The At Home Residency Showing
The Take Over! at home residency showing (the August 1 livestream) came across as being simultaneously a behind-the-scenes tour as well as a self-standing experimental online show. It was performed in part pre-recorded and part live-performed segments that flowed into each other, compiled into a somewhat trippy sequence, generating responses in the spaces of intellect, imagination, and emotion. McKenzie led his audience through a consistently engaging, steadily changing landscape of abstract ideas, themes, twists, and tech-influenced emotional states.
There were several intriguing themes and ideas addressed in this presentation. The intro scene immediately drew the audience into a space of individual experience, calling attention to the coexistence of reality and imagination, the mind and the senses, encouraging a taste of journey, conflict and acceptance. Then there was the intense, rhythmic, escalating call to “wake up” – a scene which for me personally invoked resonance of sleep paralysis, sharing the same haunting, vaguely terrifying sense of being awake but not in control, reaching desperately for what is just out of reach. Another significant moment was the audio-visual impact of Marcus McKenzie crying on screen in autotune: a quirky yet powerful creative choice, one that seemed to impact several of the online audience members in unique ways. For me personally it led me to reflect on the idea of emotional authenticity, on the qualitative experience of performed emotion. McKenzie confirmed that the performance of these tears was authentically felt, even if the emotions involved in the performance of the crying were different from what invoked the crying in the first place. In my mind this ties back to McKenzie’s view of all his creative work as living organisms, which continue to evolve and grow and take on new meaning, remaining authentic and personal even as they change.
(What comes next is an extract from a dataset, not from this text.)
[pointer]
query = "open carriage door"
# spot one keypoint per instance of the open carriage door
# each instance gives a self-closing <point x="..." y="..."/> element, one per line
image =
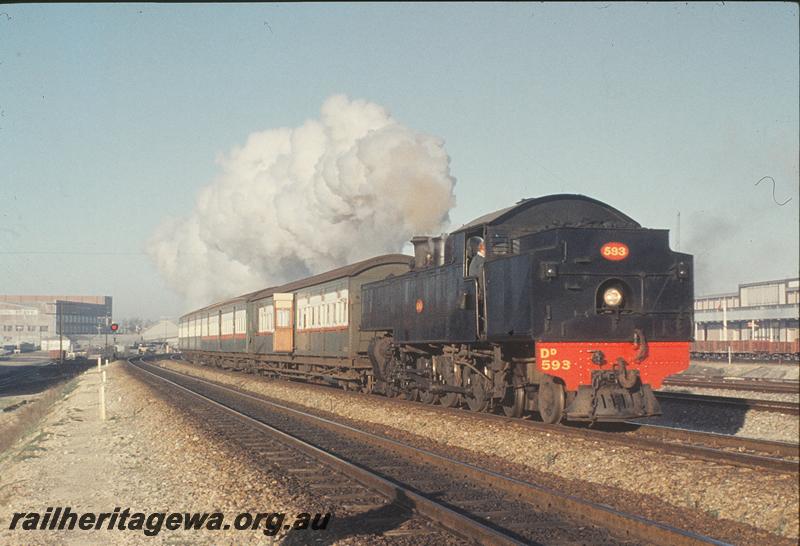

Every part of this show bore a mystical and poetic essence, which was especially emphasized in the opening and closing texts. “I am in Pentecostal stupor”, McKenzie says in one part of the final poem, as his words take on increasingly abstract, increasingly intense, increasingly feverish emotions and imagery. When I asked McKenzie about the context for this metaphor, he revealed his fascination with the spiritual energy of Pentecostal worship, of glossolalia (speaking in tongues), of congregations “whipped up in a frenzy by an atmosphere of ritual”, a parallel to performance. I can certainly see an experiential parallel between McKenzie’s description of “Pentecostal stupor”, and the way he has crafted this work.
The Crying Room will be presented in its fully developed form at Melbourne Fringe in November 2020. It is not yet known what final form this show will take, whether it will be performed in person, or be a virtual experience as the Take Over! showing was. It has been difficult to accurately predict most things this year, but I’ll take my chances and predict that regardless of form and format and final content, The Crying Room is likely to be an intriguing, thought-provoking performance.